The day a child living in poverty turns four, he or she is already 18 months behind normal cognitive development. Odds are, that child will never catch up.

Coming this month is an opportunity to change those odds. It’s a Race to the Top grant program aimed at building effective early childhood systems.

Investing in early childhood is long overdue. School-based programs come after the damage has been done. They are far more costly and less effective than programs that tackle learning problems at their root. No wonder that one school reform movement after another has failed to close the achievement gap.

Meanwhile early childhood programs have amassed an awesome, underappreciated track record.

Parent-home visiting programs, for example, literally erase the achievement gap. Low-income children from these programs grow up to graduate at rate actually higher than the overall average.

Likewise, long-term studies show that quality pre-school programs change children’s entire life paths, resulting in less special education . . . higher graduation rates . . . higher incomes, home ownership, and taxes . . . less welfare and crime.

Yet investment in children’s early years has been anemic.

One obstacle is the patchwork nature of early childhood services, delivered through a mind-boggling array of separate agencies and providers. We need instead a coordinated system, so children get the services they need and funds are spent wisely.

The Race to the Top program gives New York the opportunity to build such a system. The program will provide grants to states that develop plans for coordinating services and maintaining standards. Governor Cuomo has announced that New York will enter the competition.

The effort deserves our support, because a better educated workforce is critical to economic competitiveness.

That’s why business groups are leading the push for early intervention.

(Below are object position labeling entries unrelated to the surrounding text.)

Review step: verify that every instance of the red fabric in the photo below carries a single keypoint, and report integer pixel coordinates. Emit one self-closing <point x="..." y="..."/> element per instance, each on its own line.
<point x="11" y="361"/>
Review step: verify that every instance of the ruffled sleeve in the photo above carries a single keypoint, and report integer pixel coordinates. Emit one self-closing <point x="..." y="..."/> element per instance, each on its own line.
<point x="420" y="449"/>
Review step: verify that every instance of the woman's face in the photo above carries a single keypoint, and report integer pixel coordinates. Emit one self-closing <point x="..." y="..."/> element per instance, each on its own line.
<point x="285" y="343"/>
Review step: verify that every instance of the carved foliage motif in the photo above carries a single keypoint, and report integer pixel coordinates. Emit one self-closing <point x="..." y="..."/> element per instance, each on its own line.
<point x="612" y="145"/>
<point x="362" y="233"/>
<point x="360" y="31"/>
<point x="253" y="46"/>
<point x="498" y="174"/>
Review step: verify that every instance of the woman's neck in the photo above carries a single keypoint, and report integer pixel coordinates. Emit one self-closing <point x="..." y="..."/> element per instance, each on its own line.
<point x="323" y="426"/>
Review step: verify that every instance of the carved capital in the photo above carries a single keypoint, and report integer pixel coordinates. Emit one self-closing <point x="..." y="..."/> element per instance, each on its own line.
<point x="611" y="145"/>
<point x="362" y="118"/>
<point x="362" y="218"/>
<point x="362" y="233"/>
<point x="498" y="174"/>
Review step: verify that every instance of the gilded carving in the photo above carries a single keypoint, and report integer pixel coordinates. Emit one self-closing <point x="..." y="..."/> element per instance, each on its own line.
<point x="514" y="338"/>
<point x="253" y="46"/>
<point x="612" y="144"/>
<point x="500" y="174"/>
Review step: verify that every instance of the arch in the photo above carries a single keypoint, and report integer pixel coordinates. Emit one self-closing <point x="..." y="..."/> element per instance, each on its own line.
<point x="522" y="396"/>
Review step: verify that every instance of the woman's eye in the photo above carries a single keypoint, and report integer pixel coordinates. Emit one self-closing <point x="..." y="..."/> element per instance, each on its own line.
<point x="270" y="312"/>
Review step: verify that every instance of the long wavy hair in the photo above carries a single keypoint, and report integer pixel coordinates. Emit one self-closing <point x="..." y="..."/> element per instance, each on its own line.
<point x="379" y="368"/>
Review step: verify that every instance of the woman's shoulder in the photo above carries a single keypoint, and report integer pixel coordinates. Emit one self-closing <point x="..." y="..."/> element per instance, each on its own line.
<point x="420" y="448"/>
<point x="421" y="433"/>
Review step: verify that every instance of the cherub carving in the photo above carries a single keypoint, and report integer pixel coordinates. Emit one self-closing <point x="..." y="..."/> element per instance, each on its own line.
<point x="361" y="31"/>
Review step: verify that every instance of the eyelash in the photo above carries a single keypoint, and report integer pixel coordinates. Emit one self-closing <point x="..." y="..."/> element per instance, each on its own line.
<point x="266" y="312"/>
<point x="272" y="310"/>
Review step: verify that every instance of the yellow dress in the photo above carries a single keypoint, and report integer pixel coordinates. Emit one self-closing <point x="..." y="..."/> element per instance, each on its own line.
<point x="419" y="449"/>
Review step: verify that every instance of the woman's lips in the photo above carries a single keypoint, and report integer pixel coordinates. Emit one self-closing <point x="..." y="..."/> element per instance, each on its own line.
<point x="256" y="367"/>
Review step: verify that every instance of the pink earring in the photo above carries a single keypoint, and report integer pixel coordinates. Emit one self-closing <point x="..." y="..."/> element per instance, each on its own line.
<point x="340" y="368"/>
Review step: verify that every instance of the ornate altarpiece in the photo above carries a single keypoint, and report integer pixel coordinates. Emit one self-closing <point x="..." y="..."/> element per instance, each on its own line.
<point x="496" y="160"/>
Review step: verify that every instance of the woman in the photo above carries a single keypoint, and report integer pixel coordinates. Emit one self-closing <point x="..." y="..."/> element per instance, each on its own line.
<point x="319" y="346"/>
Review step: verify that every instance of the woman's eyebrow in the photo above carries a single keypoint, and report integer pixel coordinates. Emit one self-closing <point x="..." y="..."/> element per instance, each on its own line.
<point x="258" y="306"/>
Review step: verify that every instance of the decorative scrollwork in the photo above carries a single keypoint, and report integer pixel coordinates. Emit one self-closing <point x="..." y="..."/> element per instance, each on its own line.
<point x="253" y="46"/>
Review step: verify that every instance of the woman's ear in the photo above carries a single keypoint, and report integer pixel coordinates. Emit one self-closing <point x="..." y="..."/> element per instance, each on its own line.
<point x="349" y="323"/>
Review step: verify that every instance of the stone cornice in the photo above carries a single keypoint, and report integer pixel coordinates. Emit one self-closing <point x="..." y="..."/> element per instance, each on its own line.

One organization, America’s Edge, maintains a website filled with eye-opening information. (Other links can be found on the Rauch Foundation’s Facebook page.)

I wish more people knew about this issue. But it’s like so many of our most serious problems, from energy to land use. Instead of embracing smart new ideas, we keep doing the same old thing.

It’s time to start changing that scenario. Extensive research shows that investing in early childhood is a smart move. Let’s move it.